What Makes a Terminal 'TUI-Capable': ncurses, terminfo, and Raw Mode
Full-screen terminal applications like htop and vim don't just print text — they take over the entire screen, redraw parts of it selectively, and read your keystrokes one at a time. Here's the layer that makes that possible.
Full-screen terminal applications like htop, vim, and lazygit behave nothing like a normal command printing output line by line — they take over the entire screen, redraw specific regions selectively, and respond to individual keystrokes immediately. A specific library layer is what makes this possible portably.
Why raw text output isn’t enough for a TUI
A normal command’s output is a stream of text the terminal displays line by line, scrolling as needed — a TUI (text user interface) application instead needs to move the cursor to arbitrary positions, redraw only specific changed regions, and read keystrokes as they happen rather than waiting for a full line ended by Enter.
The library that makes this portable: ncurses
ncurses (new curses, a free reimplementation of the older, AT&T-derived curses library) provides an API for exactly this: positioning the cursor anywhere on screen, drawing and clearing specific regions, handling color, and reading individual keystrokes — all without the application needing to know which specific terminal emulator it’s actually running inside.
How ncurses achieves that portability: terminfo
Different terminal emulators historically understood different, incompatible escape sequences for the same operation (like “move cursor to row 5, column 10”) — the terminfo database describes exactly which escape sequences a given terminal type (identified via the $TERM environment variable) actually supports, and ncurses consults it rather than hardcoding one specific terminal’s sequences.
Raw mode: the other essential piece
By default, a terminal operates in cooked mode (also called canonical mode) — input is buffered and only delivered to a program once a full line is submitted (with backspace and line-editing handled by the terminal driver itself). TUI applications instead put the terminal into raw mode, in which every individual keystroke is delivered to the program immediately, unbuffered, with no automatic line editing — necessary for an application to respond instantly to arrow keys or a q keypress rather than waiting for Enter.
Why a terminal sometimes looks broken after a TUI app crashes
If a TUI application crashes or is killed abruptly without properly restoring the terminal to cooked mode and its normal display state, the terminal can be left in raw mode with corrupted display settings — typed characters may not echo normally, or the screen may look wrong. This is exactly the scenario reset or stty sane exists to fix, restoring the terminal’s settings to sane defaults regardless of what state a crashed program left it in.
Why not every terminal environment supports every TUI application well
A genuinely minimal or non-standard terminal environment (a very constrained embedded serial console, certain non-interactive CI log capture contexts) may have a limited or inaccurate terminfo entry, or no real interactive raw-mode support at all — this is why some TUI applications degrade to a simpler text-only fallback mode, or refuse to run, in specific unusual environments.
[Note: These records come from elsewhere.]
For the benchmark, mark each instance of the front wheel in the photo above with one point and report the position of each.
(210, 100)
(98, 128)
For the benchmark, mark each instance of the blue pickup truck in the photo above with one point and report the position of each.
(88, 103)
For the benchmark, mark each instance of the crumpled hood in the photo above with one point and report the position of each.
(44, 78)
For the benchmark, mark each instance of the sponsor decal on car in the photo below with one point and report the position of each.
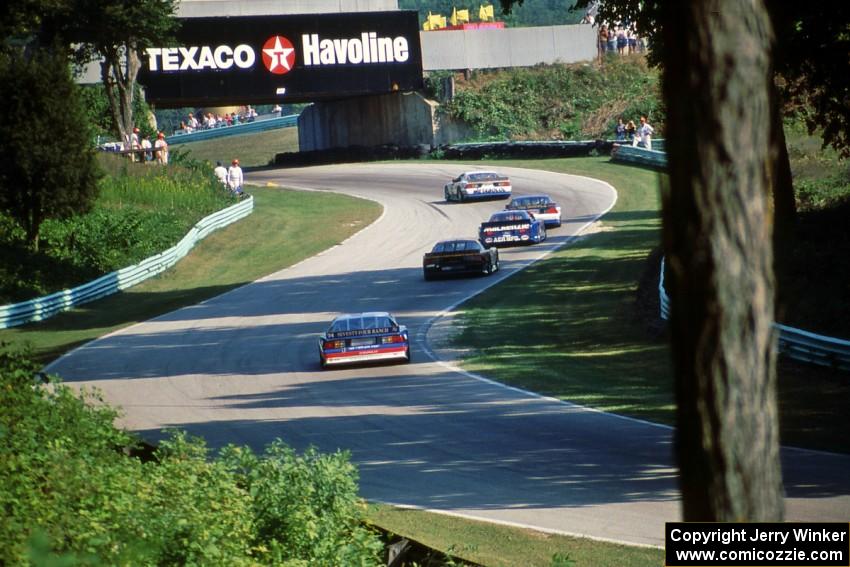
(524, 226)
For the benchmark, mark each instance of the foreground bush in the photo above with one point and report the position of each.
(67, 486)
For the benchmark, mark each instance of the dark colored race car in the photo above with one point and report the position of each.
(477, 185)
(363, 337)
(462, 256)
(540, 206)
(507, 228)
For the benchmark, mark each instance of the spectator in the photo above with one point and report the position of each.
(161, 149)
(645, 132)
(631, 130)
(220, 173)
(235, 178)
(146, 145)
(620, 130)
(622, 40)
(133, 145)
(602, 41)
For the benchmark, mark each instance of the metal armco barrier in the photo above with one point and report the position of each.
(801, 346)
(639, 156)
(43, 307)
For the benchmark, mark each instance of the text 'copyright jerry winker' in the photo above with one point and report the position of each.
(703, 544)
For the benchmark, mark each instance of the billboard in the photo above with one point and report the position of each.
(284, 59)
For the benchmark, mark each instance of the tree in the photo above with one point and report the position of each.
(49, 168)
(717, 236)
(717, 63)
(117, 31)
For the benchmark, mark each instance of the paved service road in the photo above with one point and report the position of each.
(243, 368)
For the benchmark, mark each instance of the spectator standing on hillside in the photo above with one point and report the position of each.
(620, 130)
(622, 40)
(235, 178)
(645, 132)
(146, 145)
(220, 173)
(631, 130)
(161, 149)
(602, 41)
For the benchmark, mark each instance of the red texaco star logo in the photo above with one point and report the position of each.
(278, 55)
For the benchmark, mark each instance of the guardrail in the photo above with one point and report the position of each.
(43, 307)
(260, 125)
(636, 155)
(802, 346)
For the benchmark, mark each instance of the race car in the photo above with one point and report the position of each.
(363, 337)
(461, 256)
(477, 185)
(540, 206)
(511, 227)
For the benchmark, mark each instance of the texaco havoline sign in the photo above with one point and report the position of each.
(267, 59)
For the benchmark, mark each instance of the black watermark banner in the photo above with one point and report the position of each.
(698, 544)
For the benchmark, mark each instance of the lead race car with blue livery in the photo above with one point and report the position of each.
(477, 185)
(506, 228)
(364, 337)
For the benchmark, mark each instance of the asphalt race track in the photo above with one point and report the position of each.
(243, 368)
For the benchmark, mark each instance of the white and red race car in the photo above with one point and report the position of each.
(477, 185)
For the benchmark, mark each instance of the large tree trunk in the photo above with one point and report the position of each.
(717, 233)
(119, 71)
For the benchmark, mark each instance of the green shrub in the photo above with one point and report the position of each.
(558, 101)
(141, 211)
(68, 489)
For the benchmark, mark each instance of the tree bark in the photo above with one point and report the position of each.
(717, 236)
(119, 72)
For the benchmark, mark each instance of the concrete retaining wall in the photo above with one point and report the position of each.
(509, 47)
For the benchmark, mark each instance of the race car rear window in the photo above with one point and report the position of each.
(456, 246)
(510, 215)
(361, 323)
(486, 176)
(532, 201)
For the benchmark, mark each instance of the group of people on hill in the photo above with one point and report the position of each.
(231, 178)
(141, 149)
(209, 120)
(629, 132)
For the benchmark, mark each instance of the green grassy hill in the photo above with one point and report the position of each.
(251, 149)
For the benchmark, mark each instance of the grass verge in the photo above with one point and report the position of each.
(571, 326)
(279, 233)
(568, 326)
(505, 546)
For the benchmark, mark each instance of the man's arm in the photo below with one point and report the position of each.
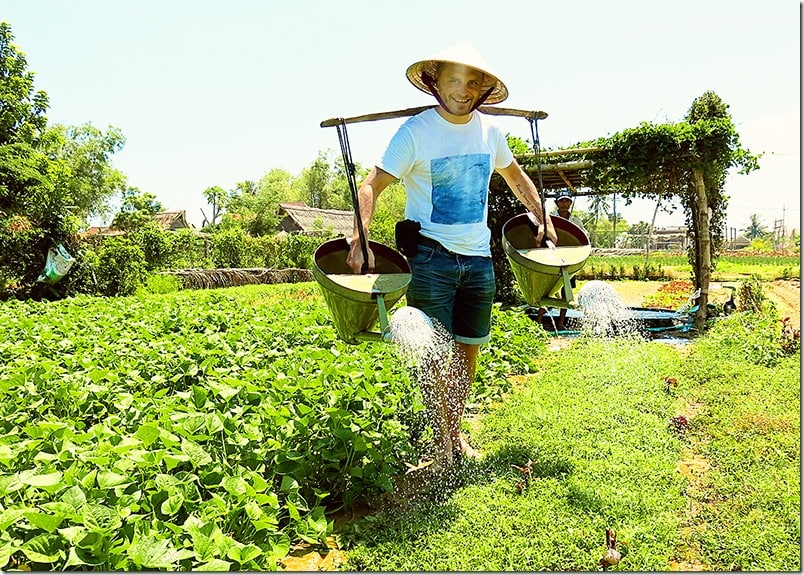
(367, 195)
(526, 192)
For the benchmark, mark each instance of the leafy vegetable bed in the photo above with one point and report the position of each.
(200, 430)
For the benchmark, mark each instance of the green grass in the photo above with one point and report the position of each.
(214, 429)
(595, 422)
(669, 265)
(748, 505)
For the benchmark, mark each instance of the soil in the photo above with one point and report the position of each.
(786, 294)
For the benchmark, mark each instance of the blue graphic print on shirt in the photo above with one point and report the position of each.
(460, 188)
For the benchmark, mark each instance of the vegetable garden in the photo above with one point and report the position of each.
(224, 429)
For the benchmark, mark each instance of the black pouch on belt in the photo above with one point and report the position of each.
(407, 237)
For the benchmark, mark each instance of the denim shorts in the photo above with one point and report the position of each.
(456, 290)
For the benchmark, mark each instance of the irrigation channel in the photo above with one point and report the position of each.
(601, 312)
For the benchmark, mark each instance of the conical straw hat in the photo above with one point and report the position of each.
(463, 54)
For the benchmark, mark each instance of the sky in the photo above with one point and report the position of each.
(211, 93)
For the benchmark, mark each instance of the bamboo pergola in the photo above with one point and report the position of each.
(557, 174)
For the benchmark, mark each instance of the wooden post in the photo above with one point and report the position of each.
(703, 247)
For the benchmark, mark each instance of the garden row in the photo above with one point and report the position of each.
(200, 430)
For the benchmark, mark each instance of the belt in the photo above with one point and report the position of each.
(425, 241)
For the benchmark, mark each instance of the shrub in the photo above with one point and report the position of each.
(121, 267)
(155, 245)
(228, 248)
(752, 295)
(188, 249)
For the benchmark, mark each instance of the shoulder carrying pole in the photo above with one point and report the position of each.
(349, 167)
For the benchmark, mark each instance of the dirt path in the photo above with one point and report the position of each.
(787, 295)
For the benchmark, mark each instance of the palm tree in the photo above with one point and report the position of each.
(756, 229)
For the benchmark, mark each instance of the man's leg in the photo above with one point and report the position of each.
(459, 382)
(435, 384)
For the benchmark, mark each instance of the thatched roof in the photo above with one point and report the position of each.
(172, 220)
(300, 218)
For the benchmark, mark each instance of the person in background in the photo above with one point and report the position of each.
(445, 157)
(563, 210)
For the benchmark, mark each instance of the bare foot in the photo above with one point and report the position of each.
(467, 450)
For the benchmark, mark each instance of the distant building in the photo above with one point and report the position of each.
(168, 221)
(299, 218)
(173, 220)
(671, 238)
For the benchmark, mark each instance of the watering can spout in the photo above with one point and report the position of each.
(544, 272)
(357, 302)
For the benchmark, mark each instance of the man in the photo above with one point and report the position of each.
(564, 210)
(445, 157)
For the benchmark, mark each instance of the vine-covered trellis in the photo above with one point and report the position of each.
(685, 162)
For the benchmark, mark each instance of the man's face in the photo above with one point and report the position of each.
(459, 87)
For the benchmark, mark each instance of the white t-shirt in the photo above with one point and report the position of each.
(446, 169)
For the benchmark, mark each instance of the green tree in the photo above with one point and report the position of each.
(217, 198)
(255, 206)
(22, 110)
(756, 229)
(138, 208)
(88, 181)
(34, 215)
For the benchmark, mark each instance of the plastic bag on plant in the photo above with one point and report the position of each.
(57, 265)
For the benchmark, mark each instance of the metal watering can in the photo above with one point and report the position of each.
(358, 301)
(542, 272)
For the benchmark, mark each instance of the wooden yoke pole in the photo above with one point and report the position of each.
(490, 110)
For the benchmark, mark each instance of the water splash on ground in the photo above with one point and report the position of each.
(604, 314)
(417, 337)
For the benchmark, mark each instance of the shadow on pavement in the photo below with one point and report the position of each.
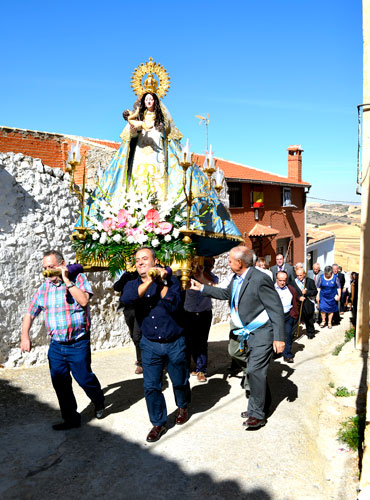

Why understanding this layer explains TUI application behavior generally
Recognizing that TUI applications rely on ncurses (or an equivalent library), terminfo for portability, and raw mode for immediate keystroke handling demystifies a lot of otherwise-confusing behavior: why some old or obscure terminal types render TUI apps incorrectly, why a crashed TUI app can leave your terminal in a broken state, and why building a properly portable full-screen terminal application is considerably more involved than it might first appear.